The Spring Service Component FindDocumentService has been configured as a function callback wrapper, and it’s nothing more than a class implementing the standard java.util.function.Function interface (it’s a “Function that accepts one argument and produces a result”):

@Service
public class FindDocumentsService
implements Function<FindDocumentsService.Request, FindDocumentsService.Response> {

    @Autowired private DocumentService documentService;

    /** Document Function request. */
    @JsonInclude(JsonInclude.Include.NON_NULL)
    @JsonClassDescription("Find Documents Function Request.")
    public record Request(
            @JsonProperty(required = false, value = "name")
                    @JsonPropertyDescription("The name of the document. 
                        E.G: 'RAG with Spring'")
                    String name,
            @JsonProperty(required = false, value = "greater_than")
                    @JsonPropertyDescription("The size of the document in bytes. 
                        E.G: 1024")
                    Long greaterThan,
            ... ) {}

    /** Document Function response. */
    public record Response(Integer occurrences) {}

    @Override
    public Response apply(Request request) {
        try {
            List<DocumentDTO> documents = documentService.getAll();
            // return documents based on the request .. 
            }
    }
}

The JsonClassDescription and the JsonPropertyDescription will be used by the LLM model together with the “function description” set in the prompt options, to understand HOW and WHEN it needs to call the function. It’s also possible to enable or disable the function calling by setting a “tool-choice” parameter:

//"none" means the model will not call any function
//"auto" means the model can pick between generating a message or calling a function
if(isFunctionCallEnabled) { 
    promptOptions.setToolChoice(OpenAiApi.
        ChatCompletionRequest.ToolChoiceBuilder.AUTO);
} else {
    promptOptions.setToolChoice(OpenAiApi.
        ChatCompletionRequest.ToolChoiceBuilder.NONE);
}

It’s even possible to force the model to call a function for every request by specifying a function as “required”.

And that’s it!

This is all we need to configure in an error-safe way the LLM to return JSON data that we will use to call our function or an external RestAPI. As you might imagine we can do whatever we want once we get the data returned by the LLM. We could also perform data updates, not only data retrieval!

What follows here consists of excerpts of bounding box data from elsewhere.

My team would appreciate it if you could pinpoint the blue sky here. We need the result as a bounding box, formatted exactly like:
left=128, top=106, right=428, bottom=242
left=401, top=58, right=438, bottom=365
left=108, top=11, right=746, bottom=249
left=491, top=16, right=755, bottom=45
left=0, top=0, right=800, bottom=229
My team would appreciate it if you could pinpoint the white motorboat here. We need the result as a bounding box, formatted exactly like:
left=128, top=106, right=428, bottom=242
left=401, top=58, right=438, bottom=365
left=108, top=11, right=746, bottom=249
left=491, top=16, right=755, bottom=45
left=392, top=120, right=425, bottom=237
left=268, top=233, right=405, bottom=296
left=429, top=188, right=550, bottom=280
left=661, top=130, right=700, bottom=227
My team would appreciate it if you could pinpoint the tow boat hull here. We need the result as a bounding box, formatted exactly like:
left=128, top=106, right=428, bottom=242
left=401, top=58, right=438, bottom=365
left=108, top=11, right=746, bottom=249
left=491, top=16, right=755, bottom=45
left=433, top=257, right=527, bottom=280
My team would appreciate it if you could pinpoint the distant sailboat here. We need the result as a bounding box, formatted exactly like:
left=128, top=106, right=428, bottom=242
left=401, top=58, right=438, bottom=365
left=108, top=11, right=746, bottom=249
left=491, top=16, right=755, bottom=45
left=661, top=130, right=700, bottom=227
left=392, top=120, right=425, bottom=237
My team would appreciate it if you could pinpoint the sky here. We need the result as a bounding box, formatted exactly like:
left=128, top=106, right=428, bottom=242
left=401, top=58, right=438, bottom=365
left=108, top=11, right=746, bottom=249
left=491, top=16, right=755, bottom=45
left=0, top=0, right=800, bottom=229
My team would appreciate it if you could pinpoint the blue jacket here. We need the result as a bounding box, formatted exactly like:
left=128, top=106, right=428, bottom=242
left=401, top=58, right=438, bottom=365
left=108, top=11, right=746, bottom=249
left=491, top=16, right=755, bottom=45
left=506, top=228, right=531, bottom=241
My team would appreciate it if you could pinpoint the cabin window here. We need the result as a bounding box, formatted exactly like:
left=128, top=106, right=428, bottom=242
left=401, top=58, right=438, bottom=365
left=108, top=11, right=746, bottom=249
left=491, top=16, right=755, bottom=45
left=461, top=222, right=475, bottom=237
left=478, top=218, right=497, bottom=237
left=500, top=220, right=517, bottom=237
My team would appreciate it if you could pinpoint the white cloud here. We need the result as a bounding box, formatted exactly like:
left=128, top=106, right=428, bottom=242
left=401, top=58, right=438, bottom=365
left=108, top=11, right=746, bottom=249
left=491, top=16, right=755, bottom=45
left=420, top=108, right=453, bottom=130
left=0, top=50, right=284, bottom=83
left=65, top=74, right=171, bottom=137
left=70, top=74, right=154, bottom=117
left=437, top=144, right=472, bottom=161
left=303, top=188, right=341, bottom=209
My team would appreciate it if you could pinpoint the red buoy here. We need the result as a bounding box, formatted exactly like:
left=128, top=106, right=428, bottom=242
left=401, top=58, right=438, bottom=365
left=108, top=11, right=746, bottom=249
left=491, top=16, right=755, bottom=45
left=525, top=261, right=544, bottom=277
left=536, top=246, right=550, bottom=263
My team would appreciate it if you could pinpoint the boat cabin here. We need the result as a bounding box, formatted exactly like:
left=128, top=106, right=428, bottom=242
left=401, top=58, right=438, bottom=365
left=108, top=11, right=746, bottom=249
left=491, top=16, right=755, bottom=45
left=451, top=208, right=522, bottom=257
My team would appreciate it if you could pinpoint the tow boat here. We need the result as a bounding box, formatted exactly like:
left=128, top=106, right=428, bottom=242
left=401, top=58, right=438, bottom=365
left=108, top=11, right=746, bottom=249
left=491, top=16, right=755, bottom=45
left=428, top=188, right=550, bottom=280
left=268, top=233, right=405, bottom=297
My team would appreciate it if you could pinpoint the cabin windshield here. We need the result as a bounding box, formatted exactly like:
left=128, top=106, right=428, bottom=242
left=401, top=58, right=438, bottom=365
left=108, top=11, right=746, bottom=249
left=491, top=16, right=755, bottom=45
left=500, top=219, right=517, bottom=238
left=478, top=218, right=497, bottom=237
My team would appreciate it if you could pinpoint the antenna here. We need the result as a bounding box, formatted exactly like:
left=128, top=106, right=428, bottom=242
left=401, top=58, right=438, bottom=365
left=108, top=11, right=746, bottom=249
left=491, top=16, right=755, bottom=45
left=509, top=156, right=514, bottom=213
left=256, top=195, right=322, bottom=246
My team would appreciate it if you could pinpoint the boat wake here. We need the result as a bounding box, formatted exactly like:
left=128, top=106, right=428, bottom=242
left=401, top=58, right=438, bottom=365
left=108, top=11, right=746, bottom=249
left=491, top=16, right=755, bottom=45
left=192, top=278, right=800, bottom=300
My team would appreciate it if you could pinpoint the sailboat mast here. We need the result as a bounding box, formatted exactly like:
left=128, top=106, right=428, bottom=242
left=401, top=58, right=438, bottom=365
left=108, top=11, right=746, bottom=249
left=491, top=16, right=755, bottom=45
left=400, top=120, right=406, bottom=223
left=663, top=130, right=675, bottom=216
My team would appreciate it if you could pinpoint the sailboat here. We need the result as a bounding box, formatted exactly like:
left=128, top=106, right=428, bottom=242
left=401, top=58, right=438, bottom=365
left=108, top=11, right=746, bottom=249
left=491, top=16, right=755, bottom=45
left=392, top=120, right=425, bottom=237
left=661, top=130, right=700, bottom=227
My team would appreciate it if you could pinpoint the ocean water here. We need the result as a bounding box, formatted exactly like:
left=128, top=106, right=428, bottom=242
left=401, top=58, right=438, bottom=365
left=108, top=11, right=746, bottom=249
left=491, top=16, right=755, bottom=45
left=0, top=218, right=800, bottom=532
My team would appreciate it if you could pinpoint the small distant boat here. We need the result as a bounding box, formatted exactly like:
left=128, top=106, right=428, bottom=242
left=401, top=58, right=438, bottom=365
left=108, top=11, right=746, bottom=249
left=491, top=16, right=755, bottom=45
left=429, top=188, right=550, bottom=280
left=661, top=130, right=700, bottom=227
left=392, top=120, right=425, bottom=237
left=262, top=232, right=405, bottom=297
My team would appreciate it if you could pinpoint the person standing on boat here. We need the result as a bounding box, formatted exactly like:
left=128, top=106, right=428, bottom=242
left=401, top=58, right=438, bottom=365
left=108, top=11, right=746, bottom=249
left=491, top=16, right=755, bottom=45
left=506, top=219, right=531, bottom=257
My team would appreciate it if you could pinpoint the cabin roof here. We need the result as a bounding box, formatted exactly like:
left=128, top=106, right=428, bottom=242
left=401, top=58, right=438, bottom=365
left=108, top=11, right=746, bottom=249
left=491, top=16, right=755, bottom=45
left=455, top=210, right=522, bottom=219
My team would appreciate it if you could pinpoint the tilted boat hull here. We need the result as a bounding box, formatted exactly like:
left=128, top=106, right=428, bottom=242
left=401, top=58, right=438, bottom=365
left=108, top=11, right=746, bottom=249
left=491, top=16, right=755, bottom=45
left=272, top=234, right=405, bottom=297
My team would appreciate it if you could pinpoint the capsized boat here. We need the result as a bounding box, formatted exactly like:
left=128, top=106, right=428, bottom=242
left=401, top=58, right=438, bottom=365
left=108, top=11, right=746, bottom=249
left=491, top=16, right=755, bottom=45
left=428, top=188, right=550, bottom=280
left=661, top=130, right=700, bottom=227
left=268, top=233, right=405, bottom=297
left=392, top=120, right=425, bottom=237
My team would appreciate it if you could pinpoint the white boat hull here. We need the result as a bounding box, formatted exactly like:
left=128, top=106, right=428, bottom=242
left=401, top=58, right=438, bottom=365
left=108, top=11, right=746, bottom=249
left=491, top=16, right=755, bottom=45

There are also several configurations that we can tune for better results as you might imagine, such as the Temperature, the Logit Bias, etc: the really good point is that we have an easy-to-use library to play with LLM without any boilerplate code, and we can configure them both in line (as we did for the tool choice) or through the application.yaml file:

spring: 
  ai:
    openai:
      api-key: ${OPENAI_API_KEY}
      chat:
        options:
        # The model to use for the chat. possible values are: 
        # gpt-3-turbo, gpt-4-turbo, gpt-4-turbo-preview
        model: gpt-4-turbo-preview
        # The temperature of the model. Must be a float between 0 and 1.
        # Higher values mean the model will take more risks.
        temperature: 0.1

Demo

Let’s see the AI LLM function-calling working. Let’s try to send to the chat the following text:

Asking the chat for searching a specific document

As we have discussed already, the prompt will contain the registered FunctionCallback:

Debugging the prompt options

Once the LLM model elaborates the request, we will receive the deserialized object ready to use to query our database:

Request contains the right parameters

Once the size of the document list is retrieved, the app will return this value to the LLM which will build the final response for us:

The final response

Conclusion

That’s it for this short article.

Here you can find the public GitHub repository with all the code: https://github.com/GaetanoPiazzolla/smart-document-assistant

I hope you enjoyed it, thanks for reading!